The highbitdepth transform functions attempt
to use 16/32bit sse instructions where possible,
but fallback to using the C implementations if
potential overflow is detected. For this reason
the dct routines are made global so they can be
called from the acceleration functions in the
subsequent patch.
Jingning Han [Fri, 21 Nov 2014 20:18:53 +0000 (12:18 -0800)]
Rework forward txfm/quantization skip system in RTC coding mode
This commit allows more aggressive decision to skip forward
transform and quantization for luma component in RTC coding mode.

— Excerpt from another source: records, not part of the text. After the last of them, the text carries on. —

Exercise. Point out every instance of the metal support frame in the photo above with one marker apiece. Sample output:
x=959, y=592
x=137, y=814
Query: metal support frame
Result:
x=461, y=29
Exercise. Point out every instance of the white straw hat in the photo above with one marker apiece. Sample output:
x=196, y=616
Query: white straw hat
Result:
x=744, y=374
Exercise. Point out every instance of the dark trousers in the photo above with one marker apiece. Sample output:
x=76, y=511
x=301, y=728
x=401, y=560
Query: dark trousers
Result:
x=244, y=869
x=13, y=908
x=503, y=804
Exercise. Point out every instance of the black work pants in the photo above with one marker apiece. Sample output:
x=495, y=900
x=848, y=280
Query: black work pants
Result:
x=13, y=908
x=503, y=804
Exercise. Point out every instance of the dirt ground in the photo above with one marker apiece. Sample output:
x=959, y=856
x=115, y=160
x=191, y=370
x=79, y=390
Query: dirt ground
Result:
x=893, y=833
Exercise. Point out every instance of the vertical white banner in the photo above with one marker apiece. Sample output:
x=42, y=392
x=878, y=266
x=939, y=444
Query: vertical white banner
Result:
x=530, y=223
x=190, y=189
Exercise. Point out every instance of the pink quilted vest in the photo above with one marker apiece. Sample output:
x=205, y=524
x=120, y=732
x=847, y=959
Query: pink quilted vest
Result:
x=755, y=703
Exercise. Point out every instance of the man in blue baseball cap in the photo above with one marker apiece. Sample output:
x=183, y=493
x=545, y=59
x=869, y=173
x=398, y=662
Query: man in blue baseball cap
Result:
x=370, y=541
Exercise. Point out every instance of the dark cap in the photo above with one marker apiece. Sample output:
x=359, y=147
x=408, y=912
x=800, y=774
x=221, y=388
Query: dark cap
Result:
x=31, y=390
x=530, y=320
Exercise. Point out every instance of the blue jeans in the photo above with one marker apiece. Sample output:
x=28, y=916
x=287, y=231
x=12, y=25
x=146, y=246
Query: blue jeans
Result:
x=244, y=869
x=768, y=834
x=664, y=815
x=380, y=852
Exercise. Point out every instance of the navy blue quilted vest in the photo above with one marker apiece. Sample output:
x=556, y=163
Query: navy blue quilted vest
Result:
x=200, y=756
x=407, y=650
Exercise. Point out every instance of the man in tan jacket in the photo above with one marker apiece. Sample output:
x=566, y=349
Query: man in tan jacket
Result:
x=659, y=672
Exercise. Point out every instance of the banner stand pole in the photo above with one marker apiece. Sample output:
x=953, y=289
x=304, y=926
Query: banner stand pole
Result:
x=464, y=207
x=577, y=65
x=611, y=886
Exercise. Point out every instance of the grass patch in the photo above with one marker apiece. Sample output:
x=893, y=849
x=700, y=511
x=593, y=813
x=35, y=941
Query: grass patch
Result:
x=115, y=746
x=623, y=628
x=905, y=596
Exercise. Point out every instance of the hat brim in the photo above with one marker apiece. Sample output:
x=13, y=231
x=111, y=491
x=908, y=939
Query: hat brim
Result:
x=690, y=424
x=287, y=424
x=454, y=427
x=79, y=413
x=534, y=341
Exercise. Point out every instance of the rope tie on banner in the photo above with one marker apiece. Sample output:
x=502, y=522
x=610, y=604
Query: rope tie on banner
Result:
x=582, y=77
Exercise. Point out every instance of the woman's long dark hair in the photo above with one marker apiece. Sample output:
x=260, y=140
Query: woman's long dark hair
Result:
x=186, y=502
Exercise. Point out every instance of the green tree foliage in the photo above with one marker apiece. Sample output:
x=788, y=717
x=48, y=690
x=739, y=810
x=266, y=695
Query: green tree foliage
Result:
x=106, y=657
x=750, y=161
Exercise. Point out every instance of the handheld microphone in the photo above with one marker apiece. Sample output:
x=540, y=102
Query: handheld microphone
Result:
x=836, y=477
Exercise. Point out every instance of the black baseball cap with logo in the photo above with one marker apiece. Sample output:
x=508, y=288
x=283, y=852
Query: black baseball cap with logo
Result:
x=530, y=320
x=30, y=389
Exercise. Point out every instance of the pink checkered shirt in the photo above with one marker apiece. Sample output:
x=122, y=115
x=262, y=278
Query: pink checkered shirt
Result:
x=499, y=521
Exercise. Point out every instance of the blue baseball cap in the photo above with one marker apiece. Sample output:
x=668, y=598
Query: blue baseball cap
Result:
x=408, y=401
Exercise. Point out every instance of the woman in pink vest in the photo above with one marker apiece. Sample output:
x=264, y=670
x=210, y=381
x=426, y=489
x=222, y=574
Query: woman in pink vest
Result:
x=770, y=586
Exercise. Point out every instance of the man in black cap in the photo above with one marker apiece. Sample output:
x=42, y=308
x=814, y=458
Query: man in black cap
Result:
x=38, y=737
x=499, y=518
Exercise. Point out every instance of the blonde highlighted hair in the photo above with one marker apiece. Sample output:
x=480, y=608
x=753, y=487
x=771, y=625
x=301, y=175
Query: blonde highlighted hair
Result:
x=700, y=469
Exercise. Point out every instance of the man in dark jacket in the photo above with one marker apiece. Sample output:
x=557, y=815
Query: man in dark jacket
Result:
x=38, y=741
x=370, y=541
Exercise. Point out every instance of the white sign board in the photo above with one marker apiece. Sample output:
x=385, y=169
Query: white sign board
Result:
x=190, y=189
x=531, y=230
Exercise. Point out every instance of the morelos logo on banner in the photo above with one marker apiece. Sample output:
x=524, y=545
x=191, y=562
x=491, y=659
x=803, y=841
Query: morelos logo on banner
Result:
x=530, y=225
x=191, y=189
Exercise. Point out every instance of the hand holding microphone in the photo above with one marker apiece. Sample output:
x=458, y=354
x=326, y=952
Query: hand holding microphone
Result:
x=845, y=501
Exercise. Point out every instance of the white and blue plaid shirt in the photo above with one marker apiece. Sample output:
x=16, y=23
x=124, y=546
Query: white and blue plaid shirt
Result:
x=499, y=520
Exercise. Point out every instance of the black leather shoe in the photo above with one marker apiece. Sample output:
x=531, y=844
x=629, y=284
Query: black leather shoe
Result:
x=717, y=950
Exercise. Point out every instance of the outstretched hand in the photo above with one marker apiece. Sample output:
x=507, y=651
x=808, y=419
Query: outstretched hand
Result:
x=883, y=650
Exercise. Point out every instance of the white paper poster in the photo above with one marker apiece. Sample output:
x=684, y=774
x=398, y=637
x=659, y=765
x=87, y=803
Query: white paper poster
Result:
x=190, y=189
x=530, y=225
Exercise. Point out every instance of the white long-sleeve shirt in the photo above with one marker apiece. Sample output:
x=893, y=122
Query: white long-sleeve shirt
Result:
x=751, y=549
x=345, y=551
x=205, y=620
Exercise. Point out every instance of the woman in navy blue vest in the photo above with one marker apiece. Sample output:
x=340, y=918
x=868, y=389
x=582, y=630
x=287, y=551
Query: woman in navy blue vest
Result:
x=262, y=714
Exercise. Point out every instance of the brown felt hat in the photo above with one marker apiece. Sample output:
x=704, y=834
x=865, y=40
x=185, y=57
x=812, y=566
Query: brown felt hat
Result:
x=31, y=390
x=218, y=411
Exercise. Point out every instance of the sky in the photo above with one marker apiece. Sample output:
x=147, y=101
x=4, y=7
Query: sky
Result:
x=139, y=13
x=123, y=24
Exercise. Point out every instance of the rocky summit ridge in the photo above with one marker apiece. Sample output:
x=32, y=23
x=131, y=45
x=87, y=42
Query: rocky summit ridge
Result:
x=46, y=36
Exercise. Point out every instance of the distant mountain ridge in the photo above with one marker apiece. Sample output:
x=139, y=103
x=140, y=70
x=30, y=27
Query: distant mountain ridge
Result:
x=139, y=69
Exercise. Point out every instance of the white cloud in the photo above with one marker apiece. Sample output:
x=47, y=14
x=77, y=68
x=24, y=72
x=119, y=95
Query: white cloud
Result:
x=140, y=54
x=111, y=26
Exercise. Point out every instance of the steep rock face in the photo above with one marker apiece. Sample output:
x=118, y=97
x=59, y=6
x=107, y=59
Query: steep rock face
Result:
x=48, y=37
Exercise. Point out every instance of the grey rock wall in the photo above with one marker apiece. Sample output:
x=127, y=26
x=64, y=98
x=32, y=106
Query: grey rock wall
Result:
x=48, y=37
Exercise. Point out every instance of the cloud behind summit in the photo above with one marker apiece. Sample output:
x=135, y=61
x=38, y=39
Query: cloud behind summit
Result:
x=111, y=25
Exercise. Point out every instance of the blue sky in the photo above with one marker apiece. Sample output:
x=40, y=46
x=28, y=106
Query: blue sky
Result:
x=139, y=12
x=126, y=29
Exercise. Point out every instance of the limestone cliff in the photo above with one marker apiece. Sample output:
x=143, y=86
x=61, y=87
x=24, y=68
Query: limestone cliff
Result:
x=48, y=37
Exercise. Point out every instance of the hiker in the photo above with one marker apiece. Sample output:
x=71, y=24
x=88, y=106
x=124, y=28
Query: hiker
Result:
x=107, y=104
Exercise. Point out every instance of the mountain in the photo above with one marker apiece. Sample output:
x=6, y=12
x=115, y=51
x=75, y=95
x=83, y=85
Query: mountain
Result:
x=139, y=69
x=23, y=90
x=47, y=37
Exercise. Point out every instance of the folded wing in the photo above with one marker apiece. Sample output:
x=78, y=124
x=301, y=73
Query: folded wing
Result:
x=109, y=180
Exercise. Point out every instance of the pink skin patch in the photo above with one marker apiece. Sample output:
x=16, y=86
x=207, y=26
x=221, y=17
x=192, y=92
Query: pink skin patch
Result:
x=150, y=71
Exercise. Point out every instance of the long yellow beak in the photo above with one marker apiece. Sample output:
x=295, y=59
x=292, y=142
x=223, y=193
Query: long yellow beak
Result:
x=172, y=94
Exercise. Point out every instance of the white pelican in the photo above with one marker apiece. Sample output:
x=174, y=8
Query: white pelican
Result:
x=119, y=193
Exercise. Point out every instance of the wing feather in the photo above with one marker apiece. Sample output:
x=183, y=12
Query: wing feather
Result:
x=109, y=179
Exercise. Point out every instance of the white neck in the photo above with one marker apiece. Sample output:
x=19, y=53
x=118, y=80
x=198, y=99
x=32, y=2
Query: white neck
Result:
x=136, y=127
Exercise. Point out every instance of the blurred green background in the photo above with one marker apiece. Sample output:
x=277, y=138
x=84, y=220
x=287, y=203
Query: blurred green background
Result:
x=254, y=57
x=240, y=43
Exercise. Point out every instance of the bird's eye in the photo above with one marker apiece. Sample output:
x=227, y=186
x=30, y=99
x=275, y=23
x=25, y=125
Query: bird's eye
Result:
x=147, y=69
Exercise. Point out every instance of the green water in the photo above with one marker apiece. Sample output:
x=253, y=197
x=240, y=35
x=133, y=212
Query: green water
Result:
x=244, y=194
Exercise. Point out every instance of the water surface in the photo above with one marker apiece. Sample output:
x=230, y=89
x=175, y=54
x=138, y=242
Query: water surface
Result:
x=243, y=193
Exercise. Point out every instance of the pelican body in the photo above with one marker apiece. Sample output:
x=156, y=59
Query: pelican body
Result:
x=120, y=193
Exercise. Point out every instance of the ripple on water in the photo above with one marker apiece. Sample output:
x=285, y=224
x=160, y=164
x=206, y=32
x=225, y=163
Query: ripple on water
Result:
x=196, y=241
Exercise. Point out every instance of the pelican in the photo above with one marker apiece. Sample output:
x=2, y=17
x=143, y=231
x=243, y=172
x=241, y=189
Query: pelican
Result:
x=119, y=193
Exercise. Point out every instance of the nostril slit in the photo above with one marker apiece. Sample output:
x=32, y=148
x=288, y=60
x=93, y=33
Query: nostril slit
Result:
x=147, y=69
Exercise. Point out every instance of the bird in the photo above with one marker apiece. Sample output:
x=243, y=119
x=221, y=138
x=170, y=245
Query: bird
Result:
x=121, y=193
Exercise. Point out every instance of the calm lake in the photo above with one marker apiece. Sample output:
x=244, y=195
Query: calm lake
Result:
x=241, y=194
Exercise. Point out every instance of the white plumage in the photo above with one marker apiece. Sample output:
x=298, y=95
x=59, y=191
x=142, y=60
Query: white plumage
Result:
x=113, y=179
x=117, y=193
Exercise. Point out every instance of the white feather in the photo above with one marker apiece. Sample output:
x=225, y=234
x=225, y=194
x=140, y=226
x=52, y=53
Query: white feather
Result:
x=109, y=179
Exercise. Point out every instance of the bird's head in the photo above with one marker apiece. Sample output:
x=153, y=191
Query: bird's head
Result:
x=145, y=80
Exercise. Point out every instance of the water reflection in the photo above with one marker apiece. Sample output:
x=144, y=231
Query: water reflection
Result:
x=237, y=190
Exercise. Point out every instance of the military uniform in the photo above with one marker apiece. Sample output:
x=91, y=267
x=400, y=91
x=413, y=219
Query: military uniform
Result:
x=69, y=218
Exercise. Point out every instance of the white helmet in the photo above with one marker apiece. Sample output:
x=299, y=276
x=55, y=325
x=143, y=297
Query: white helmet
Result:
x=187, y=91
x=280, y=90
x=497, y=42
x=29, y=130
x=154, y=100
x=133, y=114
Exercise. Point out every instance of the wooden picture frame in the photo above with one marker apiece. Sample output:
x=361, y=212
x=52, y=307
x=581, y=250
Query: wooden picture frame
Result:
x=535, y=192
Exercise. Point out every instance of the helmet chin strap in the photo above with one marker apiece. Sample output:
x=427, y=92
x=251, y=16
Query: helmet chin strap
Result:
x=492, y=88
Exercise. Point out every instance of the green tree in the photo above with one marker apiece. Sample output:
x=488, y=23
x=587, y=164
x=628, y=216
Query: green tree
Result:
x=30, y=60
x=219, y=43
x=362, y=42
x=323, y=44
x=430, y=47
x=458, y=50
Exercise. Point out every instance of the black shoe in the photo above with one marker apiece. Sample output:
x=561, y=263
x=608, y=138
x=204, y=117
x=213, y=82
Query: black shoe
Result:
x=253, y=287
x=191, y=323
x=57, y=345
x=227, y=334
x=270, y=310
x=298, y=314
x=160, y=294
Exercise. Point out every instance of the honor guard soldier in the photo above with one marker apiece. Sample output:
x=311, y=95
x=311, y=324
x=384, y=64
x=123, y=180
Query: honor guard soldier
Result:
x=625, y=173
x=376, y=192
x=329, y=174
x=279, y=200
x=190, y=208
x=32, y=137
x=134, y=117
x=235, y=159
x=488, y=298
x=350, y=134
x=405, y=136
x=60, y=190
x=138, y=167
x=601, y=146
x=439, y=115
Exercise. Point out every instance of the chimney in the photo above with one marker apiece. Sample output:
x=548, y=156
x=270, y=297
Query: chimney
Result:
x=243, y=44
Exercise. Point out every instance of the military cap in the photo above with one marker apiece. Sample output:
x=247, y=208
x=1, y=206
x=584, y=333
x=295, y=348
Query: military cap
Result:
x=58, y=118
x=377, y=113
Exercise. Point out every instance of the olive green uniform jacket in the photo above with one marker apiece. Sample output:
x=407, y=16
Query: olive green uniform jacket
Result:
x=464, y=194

The chroma components remains going through the normal coding
routine, since they are not included in the non-RD mode search
process.
It reduces the runtime cost by 2% - 10%. In speed -6,
vidyo1 1000 kbps
16576 b/f, 40.281 dB, 8402 ms -> 16576 b/f, 40.323 dB, 7764 ms
nik720p 1000 kbps
33337 b/f, 38.622 dB, 7473 ms -> 33299 b/f, 38.660 dB, 7314 ms
dark720p 1000 kbps
33330 b/f, 39.785 dB, 13505 ms -> 33325 b/f, 39.714 dB, 13105 ms
The compression performance of speed -6 is improved by 0.44% in
PSNR and 1.31% in SSIM.
Paul Wilkins [Fri, 21 Nov 2014 02:32:44 +0000 (18:32 -0800)]
Remove rate component adjustment for AQ1
In AQ1 a rate adjustment was applied for blocks coded with a
deltaq. This tends to skew the partition selection and cause
rate overshoot.
For example, consider a 64x64 super block where some but not all
sub blocks are in a low q segment and some are in a high q segment.
The choice of Q when considering large partition and transform sizes
is defined by the lowest sub block segment id (currently this implies the
lowest Q). If some parts of the larger partition are very hard this will
cause a high rate component.
The correct behavior here is for the rd code to discard the large partition
choice and break down to sub blocks where some have low and some
have high Q. However the rate correction factor above mask the high
cost of coding at a larger partition size.
Johann [Thu, 20 Nov 2014 21:24:55 +0000 (13:24 -0800)]
Correctly initialize "ones" value in neon quantize
By using 0xff for a short it was not setting the high bits. When
comparing the output with vtst to find non-zero elements it was skipping
vaules which had no low bits set such as -512 / 0xFE00.
Using -8191 as the first element of coeff will generate this condition.